Tuesday, August 9, 2016

No Wands for You!

A British witchcraft shop that sells magical wands has announced that it will not sell wands to Harry Potter fans, because they are for real magical practitioners and not fantasy enthusiasts. The owner of the shop, Richard Carter, creates each wand by hand and makes little money on them because he wants them to be available to spiritual seekers.

But Richard says he only wants to attract true believers in magic and can detect Hogwarts fans wanting his wands for their collections of memorabilia by their aura. He said: "JK Rowling has obviously done her research but Harry Potter is for children. It has done nothing for business.

"You wouldn't believe how many real witches and wizards there are knocking about. You would be amazed. They know they can come here in reveal themselves without people thinking they're mental.

"I don't have customers who have been Harry Potterfied. If I had someone come in wanting a wand just because they liked Harry Potter I would not sell them one, not matter how much money they were offering.

"I can tell what people are like when they walk in by their aura." He would also spot dark wizards and witches the same way and will not sell wands to those wanting to hex other people or perform curses.

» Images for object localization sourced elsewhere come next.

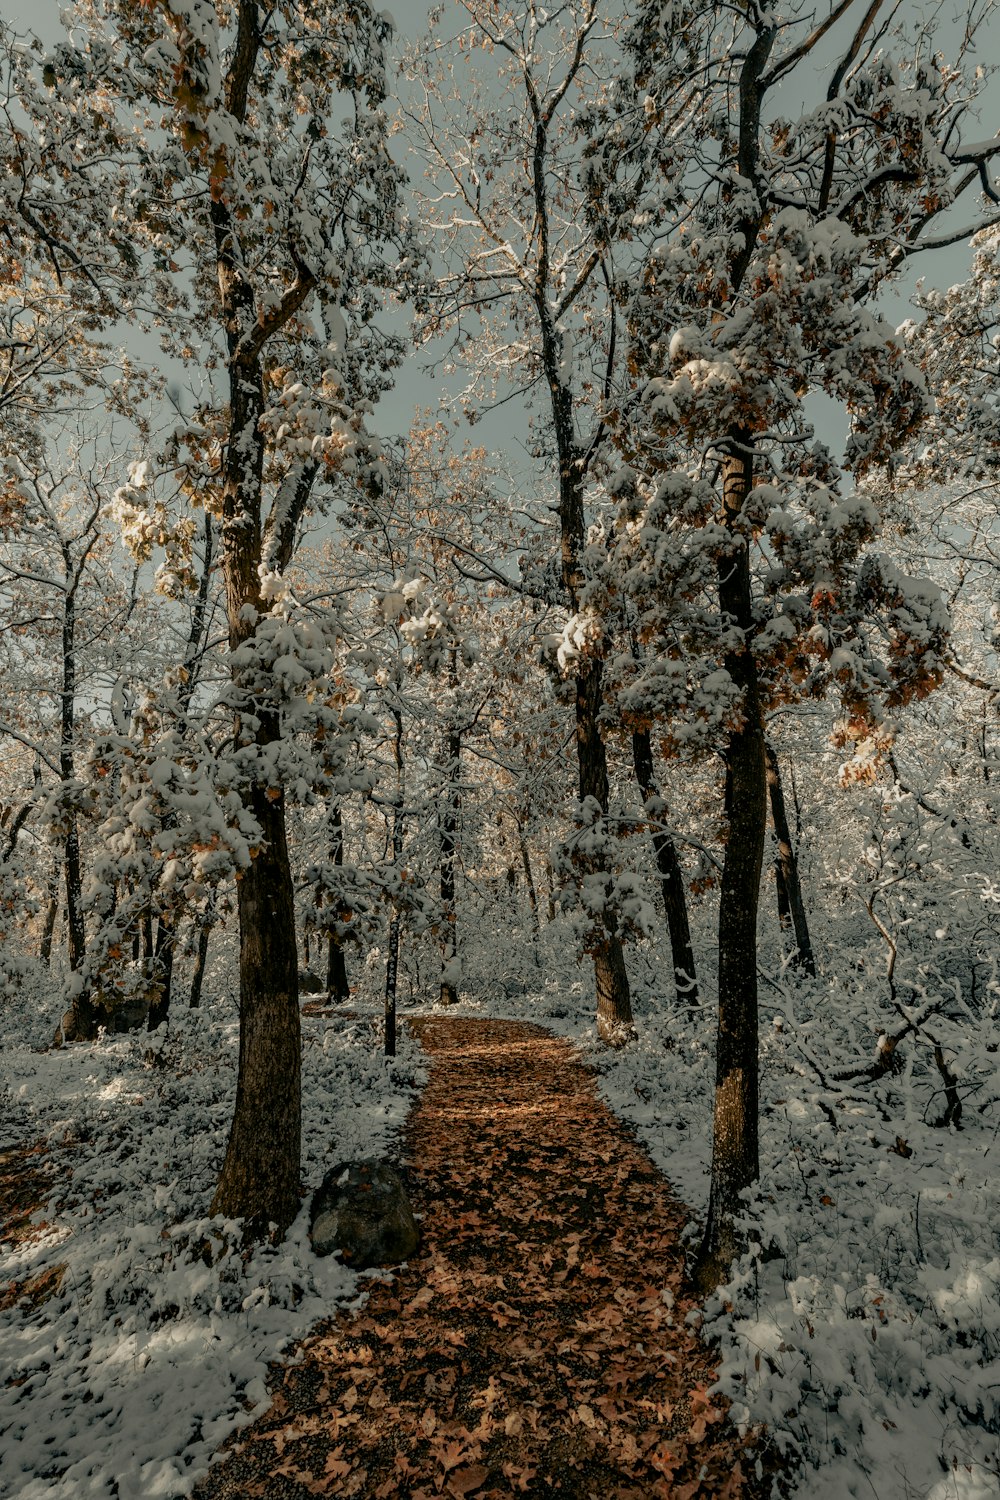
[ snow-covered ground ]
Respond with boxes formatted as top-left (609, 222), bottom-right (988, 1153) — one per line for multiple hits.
top-left (0, 996), bottom-right (425, 1500)
top-left (3, 947), bottom-right (998, 1500)
top-left (440, 959), bottom-right (1000, 1500)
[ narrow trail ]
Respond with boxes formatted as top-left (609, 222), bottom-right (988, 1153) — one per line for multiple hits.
top-left (196, 1017), bottom-right (755, 1500)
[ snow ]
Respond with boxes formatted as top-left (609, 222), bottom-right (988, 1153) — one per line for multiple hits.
top-left (0, 996), bottom-right (425, 1500)
top-left (414, 952), bottom-right (1000, 1500)
top-left (5, 929), bottom-right (1000, 1500)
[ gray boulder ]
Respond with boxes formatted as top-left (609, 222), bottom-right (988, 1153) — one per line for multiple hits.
top-left (111, 994), bottom-right (150, 1033)
top-left (298, 969), bottom-right (325, 995)
top-left (310, 1159), bottom-right (419, 1269)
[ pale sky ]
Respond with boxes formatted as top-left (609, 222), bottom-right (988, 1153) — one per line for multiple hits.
top-left (4, 0), bottom-right (997, 467)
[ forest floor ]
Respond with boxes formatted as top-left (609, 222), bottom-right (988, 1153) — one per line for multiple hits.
top-left (193, 1016), bottom-right (756, 1500)
top-left (3, 978), bottom-right (996, 1500)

Former textile worker Mr Carter, opened the shop in April with partner and fellow spiritualist Jackie Restall, 43. He claims he does not make a penny out the wants, costing £15 to £25, which he uses to spread the spiritual message.

While I sympathize with Carter to the extent that people who conflate Harry Potter with real magick are pretty annoying, it seems to me that there are a number of other ways he could go about this which would work out better in the long run and spare him a lot of bad press.


First off, I would be very interested to see if Richard really can detect auras as he claims in some sort of double-blind setting. I'm not saying that I think it's impossible, but rather that it's easy to get wrong. I can generally sense people who are real magical practitioners, but I don't know that I would be a total jerk to somebody based on just that impression.

Second, there are much easier ways to deal with this. Find a source for pretty wands that you can buy from a wholesaler and sell at a huge mark-up. Then give them descriptions that sound impressive but are obviously fake - like "Core Enchantment - Hippogriff Feather." There was a wand-maker here in the Twin Cities who did that and sold the wands at pagan festivals. Real magicians wouldn't touch them because even though they were well-made, they were clearly Harry Potter bullshit.

In business, this is called "price discrimination." You sell massively over-hyped Harry Potter wands to the folks who want those, and real ones for less money to actual practitioners. And it's the hype that does it. Any practitioner will know that a wand with fantasy components can't be real, and the Potter fans will shell out for them in a heartbeat. Everybody comes out ahead, including Carter's bottom line.

Third, if you really want to spread your spiritual message, you could always perform a general spell on every wand that will bring magical forces into the life of whoever wields it, granting them awareness of said forces and bringing them to the path of magical practice. Sure, such a spell might totally mess up the lives of Potter fans who buy the wands, but the few for whom it worked would be totally new practitioners who might never have come to the path any other way.

Now that's what I would call evangelizing.